In this article, we will look at the performance of the Clough China Fund Class I (CHNIX), the Fidelity China Region Fund Class C (FHKCX), the John Hancock Greater China Opportunities Fund Class A (JCOAX), and the Matthews China Investor Class (MCHFX).
Performance
For fund performance, we’ll use the total return measure. Total return includes changes in the NAV (net asset value), capital gains distributions, and the reinvestment of those distributions. The impact of the recent stock market turmoil is clearly visible on the one-month and three-month returns of the funds.
In the one-month period ended August 4, 2015, each of the four funds posted negative returns due to the stock market crash that spread from the end of June until July. The FHKCX posted the worst returns of -13.0%. The other three funds recorded more or less similar returns at -10.4%, -10.7%, and -10.3%, respectively.
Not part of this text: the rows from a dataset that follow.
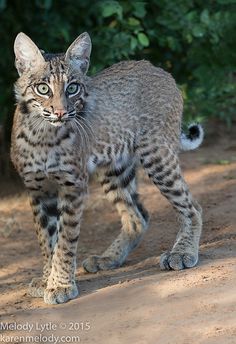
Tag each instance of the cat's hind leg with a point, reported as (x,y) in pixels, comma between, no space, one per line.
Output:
(119,186)
(162,166)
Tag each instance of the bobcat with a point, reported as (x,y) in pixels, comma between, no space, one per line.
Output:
(67,125)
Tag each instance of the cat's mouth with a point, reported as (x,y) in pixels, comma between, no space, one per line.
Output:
(58,122)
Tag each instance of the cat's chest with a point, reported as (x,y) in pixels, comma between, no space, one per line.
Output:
(48,156)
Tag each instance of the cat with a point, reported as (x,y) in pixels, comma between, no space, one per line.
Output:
(68,125)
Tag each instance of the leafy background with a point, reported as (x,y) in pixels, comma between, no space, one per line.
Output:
(192,39)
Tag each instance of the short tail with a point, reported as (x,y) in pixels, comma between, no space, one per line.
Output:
(193,138)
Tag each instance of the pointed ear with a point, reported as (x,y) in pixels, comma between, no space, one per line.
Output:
(78,53)
(28,55)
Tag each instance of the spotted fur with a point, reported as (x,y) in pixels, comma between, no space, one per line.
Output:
(126,116)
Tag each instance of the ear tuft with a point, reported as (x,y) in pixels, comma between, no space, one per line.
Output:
(78,53)
(28,55)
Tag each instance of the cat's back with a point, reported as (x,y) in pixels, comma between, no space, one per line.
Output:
(136,83)
(134,73)
(129,89)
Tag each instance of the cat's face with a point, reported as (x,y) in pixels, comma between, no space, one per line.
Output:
(51,86)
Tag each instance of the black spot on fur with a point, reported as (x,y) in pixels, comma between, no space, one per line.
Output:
(43,221)
(24,108)
(193,132)
(52,229)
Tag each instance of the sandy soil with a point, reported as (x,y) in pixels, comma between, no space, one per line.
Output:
(137,303)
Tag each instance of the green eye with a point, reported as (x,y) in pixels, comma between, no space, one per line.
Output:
(72,88)
(42,88)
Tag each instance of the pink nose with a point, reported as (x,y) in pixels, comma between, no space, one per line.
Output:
(59,113)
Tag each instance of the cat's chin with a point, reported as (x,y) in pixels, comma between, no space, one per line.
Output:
(57,123)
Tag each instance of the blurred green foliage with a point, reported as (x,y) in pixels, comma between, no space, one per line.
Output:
(192,39)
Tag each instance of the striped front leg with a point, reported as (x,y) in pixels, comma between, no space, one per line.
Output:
(45,211)
(61,285)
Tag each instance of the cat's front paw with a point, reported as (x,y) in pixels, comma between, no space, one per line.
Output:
(178,260)
(60,294)
(37,287)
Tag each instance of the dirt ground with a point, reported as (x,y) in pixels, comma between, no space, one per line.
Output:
(137,303)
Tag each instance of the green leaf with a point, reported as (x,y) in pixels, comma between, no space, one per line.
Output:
(109,8)
(143,39)
(198,31)
(133,43)
(133,21)
(3,4)
(205,18)
(45,4)
(139,9)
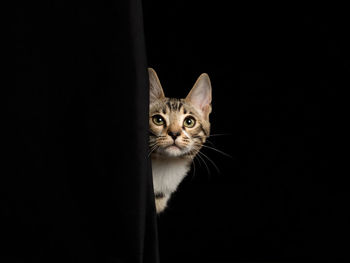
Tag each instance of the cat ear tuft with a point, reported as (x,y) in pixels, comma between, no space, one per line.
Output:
(200,95)
(156,91)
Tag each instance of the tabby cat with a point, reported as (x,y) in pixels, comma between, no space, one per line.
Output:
(178,129)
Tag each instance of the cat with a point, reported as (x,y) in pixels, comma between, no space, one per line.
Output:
(177,130)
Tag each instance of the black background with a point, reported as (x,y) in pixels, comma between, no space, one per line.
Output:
(278,74)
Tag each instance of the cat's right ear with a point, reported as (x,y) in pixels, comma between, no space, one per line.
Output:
(155,89)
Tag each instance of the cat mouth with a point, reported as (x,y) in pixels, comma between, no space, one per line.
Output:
(174,145)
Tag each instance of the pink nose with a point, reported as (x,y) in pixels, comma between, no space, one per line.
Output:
(174,135)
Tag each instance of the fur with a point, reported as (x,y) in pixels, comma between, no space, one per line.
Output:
(178,129)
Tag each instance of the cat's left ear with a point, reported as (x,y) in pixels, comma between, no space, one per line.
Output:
(200,95)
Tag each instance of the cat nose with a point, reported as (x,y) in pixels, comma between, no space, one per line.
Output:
(174,135)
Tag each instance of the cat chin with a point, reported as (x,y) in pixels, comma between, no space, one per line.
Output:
(172,151)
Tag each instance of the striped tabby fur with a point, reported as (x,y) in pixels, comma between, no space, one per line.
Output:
(177,130)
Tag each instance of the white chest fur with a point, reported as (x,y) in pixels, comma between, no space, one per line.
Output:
(168,173)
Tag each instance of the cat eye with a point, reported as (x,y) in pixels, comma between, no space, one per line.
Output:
(158,120)
(189,122)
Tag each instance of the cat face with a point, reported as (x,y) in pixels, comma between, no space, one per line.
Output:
(179,127)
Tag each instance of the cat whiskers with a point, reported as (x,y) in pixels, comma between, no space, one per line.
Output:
(153,147)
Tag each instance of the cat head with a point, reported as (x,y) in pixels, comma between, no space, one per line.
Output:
(179,127)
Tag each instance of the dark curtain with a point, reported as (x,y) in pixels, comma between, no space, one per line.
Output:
(76,181)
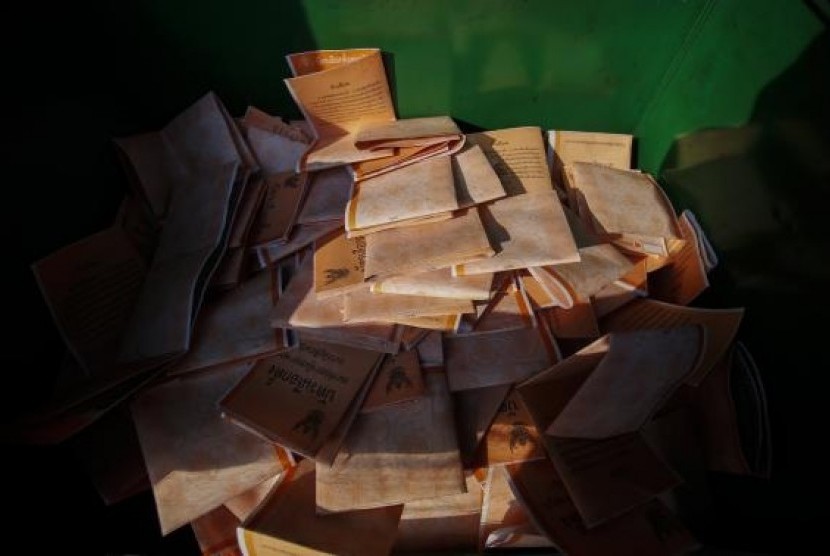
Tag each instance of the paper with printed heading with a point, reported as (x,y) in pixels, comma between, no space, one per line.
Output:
(608,149)
(339,92)
(625,206)
(518,157)
(525,230)
(314,386)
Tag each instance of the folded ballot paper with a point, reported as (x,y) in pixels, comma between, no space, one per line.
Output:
(362,334)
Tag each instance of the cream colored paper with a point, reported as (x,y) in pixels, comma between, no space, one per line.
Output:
(287,523)
(446,523)
(419,190)
(322,319)
(195,459)
(314,386)
(276,146)
(505,523)
(493,359)
(301,236)
(684,278)
(403,156)
(327,194)
(364,306)
(476,181)
(254,117)
(402,453)
(413,140)
(627,204)
(427,247)
(518,157)
(339,263)
(337,99)
(545,292)
(527,230)
(234,327)
(599,265)
(243,505)
(412,132)
(639,372)
(609,149)
(443,323)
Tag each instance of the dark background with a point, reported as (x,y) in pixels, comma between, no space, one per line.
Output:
(672,73)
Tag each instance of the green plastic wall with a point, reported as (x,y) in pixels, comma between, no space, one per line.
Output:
(727,99)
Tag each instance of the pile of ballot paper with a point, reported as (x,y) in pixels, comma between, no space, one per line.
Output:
(357,334)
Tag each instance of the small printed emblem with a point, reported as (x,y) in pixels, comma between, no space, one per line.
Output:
(310,424)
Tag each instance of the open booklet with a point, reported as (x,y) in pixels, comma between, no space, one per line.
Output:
(339,92)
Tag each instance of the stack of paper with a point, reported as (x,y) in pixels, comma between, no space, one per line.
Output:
(360,334)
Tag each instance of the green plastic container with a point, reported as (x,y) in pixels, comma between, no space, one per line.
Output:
(728,100)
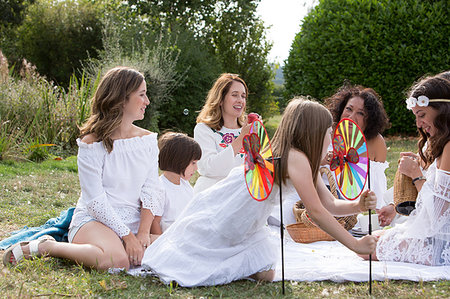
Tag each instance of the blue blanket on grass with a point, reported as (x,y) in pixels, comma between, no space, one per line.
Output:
(57,227)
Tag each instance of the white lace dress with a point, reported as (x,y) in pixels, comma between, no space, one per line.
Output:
(424,238)
(115,185)
(221,236)
(218,157)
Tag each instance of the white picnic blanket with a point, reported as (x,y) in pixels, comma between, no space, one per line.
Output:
(333,261)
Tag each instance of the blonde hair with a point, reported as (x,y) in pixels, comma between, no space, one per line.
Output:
(211,113)
(302,127)
(107,104)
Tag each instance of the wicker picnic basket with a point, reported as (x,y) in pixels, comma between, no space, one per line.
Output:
(405,194)
(301,233)
(305,230)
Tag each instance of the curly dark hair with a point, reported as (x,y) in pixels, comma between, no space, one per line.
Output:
(375,114)
(434,87)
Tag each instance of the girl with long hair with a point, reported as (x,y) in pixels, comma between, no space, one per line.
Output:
(220,128)
(424,238)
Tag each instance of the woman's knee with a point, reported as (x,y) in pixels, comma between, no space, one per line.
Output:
(113,260)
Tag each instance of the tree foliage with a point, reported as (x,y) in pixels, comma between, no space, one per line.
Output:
(383,44)
(57,35)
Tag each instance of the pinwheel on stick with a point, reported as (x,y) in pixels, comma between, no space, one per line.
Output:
(350,164)
(259,171)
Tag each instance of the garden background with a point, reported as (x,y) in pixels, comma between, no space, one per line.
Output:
(54,52)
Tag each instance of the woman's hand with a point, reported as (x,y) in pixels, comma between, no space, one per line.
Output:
(367,201)
(134,249)
(409,164)
(386,214)
(366,245)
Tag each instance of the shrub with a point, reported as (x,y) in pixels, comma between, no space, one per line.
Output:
(57,35)
(385,45)
(199,69)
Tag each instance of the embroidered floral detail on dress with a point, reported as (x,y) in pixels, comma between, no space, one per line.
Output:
(227,139)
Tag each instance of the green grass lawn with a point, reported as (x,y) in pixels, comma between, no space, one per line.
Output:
(31,193)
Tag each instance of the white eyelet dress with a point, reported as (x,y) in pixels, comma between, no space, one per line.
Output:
(115,185)
(424,238)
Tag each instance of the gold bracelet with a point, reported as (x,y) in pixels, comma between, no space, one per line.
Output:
(418,179)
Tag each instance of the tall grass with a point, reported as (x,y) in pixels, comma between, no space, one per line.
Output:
(35,111)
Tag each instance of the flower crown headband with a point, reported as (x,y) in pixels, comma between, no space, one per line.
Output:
(422,101)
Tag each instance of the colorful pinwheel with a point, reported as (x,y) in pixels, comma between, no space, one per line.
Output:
(350,161)
(259,172)
(258,165)
(350,164)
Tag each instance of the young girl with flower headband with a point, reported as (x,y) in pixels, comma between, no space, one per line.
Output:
(220,128)
(424,238)
(222,236)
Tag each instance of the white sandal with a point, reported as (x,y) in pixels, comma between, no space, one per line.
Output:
(16,250)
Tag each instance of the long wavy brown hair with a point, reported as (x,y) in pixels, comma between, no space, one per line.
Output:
(211,113)
(107,104)
(434,87)
(376,119)
(302,127)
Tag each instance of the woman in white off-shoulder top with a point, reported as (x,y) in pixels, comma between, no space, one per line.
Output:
(424,238)
(220,128)
(118,171)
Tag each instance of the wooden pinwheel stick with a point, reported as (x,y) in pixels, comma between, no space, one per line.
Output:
(281,221)
(370,232)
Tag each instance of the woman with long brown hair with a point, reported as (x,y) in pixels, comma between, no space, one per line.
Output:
(118,171)
(220,128)
(222,236)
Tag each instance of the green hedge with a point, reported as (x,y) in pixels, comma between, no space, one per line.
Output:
(385,44)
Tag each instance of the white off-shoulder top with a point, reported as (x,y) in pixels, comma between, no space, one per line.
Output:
(114,186)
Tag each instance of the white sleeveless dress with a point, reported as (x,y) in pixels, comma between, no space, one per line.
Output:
(424,238)
(221,236)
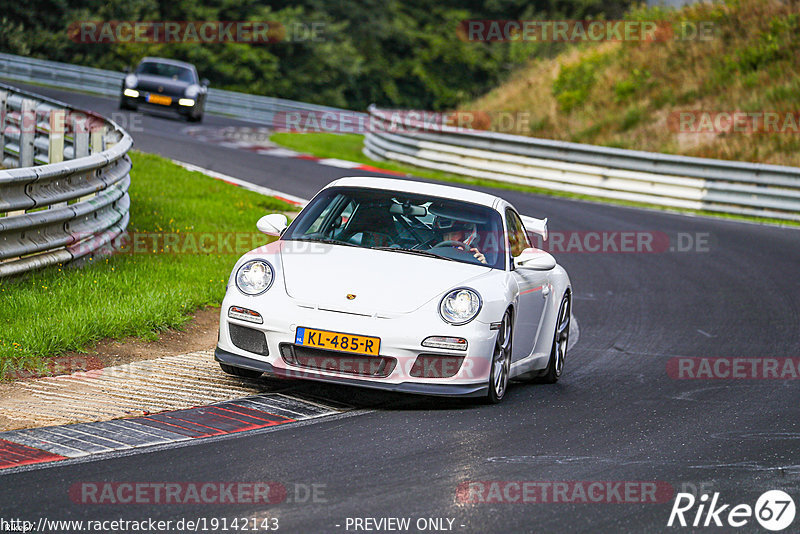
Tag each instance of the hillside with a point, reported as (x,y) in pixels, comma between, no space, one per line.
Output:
(674,95)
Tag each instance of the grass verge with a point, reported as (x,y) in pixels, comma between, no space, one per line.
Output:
(142,292)
(348,147)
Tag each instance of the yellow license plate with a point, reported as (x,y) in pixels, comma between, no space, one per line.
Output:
(159,99)
(322,339)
The trailing one-month return of some of the popular Chinese American Depository Receipts (or ADRs) turned negative. Baozun (BZUN), Youku Tudou (YOKU), and 58.com (WUBA) produced negative returns of -17.9%, -17.8%, and -8.9%, respectively.
For the three-month period ended August 4, 2015, the FHKCX was down by 18.1%, the most out of the four funds. The returns of the other three funds were in the range of -14.0% to -17.4%.
Over the past year, there was close competition between FHKCX and MCHFX for the top position. However, the FHKCX won with 2.6%, and the MCHFX stood second with 2.4% returns. The CHNIX returns came in at 1.9%, while the JCOAX posted negative returns of -1.0%.